3. To bear the strain of class use the story should present a sound and beautiful organization. This plea for a good and trustworthy structure should not be mistaken for a plea for a formal and artificial use of a story. It is rather an appeal for the use of the logical and rational side of literature—an urgency that we bring into the training of the children the plain and fundamental matters of art-form that the story exhibits, at the same time that we get out of it the intellectual value it has for the class. If it be a short story, it should go to its climax by a direct and logical path, and close when its effect is produced. If it be a longer story, it should have that arrangement of details and parts that corresponds to the movements of the action, and that serves to get the material before us in the most effective and economical way.

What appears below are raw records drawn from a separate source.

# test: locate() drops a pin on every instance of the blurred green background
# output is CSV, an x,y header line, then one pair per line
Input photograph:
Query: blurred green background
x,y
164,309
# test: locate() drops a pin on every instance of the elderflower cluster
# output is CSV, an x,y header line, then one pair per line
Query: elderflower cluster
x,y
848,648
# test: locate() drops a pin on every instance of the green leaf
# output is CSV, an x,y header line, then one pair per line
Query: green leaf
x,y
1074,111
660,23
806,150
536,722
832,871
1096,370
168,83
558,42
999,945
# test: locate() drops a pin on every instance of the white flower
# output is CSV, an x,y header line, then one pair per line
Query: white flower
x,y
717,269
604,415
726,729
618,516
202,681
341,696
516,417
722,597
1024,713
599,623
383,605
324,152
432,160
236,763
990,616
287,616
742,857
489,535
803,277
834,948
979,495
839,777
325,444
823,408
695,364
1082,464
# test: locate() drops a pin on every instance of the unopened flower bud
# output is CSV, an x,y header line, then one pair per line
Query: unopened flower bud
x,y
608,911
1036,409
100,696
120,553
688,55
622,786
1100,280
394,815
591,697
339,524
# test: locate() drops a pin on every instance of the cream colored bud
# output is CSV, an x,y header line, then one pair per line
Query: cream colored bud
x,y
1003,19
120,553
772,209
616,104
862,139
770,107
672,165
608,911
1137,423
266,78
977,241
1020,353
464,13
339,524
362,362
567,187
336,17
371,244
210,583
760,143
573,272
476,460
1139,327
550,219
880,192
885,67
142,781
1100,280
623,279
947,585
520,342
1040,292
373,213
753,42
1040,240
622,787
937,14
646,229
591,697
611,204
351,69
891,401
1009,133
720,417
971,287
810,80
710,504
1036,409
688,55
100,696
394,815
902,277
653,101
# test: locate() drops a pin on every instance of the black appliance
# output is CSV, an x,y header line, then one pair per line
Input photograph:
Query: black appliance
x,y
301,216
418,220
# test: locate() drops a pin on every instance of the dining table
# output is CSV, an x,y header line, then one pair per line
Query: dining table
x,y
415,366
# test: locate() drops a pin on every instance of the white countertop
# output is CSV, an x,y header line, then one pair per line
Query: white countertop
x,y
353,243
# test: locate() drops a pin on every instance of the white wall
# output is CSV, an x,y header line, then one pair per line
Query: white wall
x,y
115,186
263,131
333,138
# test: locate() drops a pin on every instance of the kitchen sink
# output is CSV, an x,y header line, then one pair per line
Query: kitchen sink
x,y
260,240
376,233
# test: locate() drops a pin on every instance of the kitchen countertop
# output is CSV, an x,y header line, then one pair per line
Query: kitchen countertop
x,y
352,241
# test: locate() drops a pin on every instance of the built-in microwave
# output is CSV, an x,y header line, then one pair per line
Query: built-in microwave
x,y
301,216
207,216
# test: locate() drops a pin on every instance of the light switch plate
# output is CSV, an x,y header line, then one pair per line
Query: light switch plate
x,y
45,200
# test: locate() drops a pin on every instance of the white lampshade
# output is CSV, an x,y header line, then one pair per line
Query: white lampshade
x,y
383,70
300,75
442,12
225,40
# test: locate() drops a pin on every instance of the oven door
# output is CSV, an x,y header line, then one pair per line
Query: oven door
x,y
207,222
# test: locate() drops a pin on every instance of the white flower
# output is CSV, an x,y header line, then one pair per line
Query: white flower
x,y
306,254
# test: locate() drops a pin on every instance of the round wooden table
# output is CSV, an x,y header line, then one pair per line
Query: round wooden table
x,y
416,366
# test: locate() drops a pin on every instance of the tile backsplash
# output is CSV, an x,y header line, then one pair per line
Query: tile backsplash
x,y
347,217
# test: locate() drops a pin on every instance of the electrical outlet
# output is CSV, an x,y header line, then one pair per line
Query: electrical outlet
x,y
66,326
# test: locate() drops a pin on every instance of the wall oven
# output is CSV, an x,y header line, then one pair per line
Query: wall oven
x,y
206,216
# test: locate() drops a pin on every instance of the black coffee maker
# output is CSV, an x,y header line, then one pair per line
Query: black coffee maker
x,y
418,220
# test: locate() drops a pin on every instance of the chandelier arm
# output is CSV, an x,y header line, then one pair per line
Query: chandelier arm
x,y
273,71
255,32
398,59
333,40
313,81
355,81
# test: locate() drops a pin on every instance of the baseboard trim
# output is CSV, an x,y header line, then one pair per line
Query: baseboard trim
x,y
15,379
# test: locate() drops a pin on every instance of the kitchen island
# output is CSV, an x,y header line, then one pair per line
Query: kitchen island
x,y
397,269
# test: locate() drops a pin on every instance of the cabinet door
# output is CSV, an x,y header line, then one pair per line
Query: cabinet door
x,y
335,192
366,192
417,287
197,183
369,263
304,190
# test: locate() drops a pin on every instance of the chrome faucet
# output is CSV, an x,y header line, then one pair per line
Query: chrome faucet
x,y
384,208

Stories that are elaborate enough to have a genuine plot are desirable for all classes except perhaps the very youngest. It is not necessary to say again, except by way of an item in the summary, that the plot should be simple and easy to see through, containing very little of the element of suspense, and only a legitimate amount of the element of surprise. Some more elaborate plots, with more mystification in them, are intellectually stimulating to the oldest grades, and create an interest of curiosity. But all teachers should learn to regard this stimulus as a mere by-product of literary study, and this curiosity as a merely adventitious ally.
4. Clearly connected with the matter of good and sufficient structure is that of economy of incident. A story which displays a profusion of details may be interesting, and under certain circumstances valuable, to a child. But for the class that is a better story which uses just those incidents essential to the production of its effect. Compare our old friend, Perrault's Cinderella, in this matter with Grimm's. It needs but two nights at the ball—one when the maiden remembers the godmother's injunction, and one when she forgets it. Grimm's version gives us three nights, and fills the story with all manner of irrelevant details, which indicate, indeed, the prodigal wealth of the folk-mind and the unbounded interest of the folk-audience; but they show no superintendence of the folk-artist.
Of course, when one is judging a story from this point of view, he must take into account the effect to be produced before he pronounces as to the sufficiency or superfluity of the incidents. There must always be enough to be convincing, to give to the story the atmosphere of verisimilitude, and to justify and reward our interest in the affairs of the persons. In Andersen's The Ugly Duckling he needs to produce the effect of lapse of time, the experience of many vicissitudes, and the repeated refusals of the world to receive his genius; every incident then, though it may to some extent reproduce a previous one, is valuable as contributing to the effect.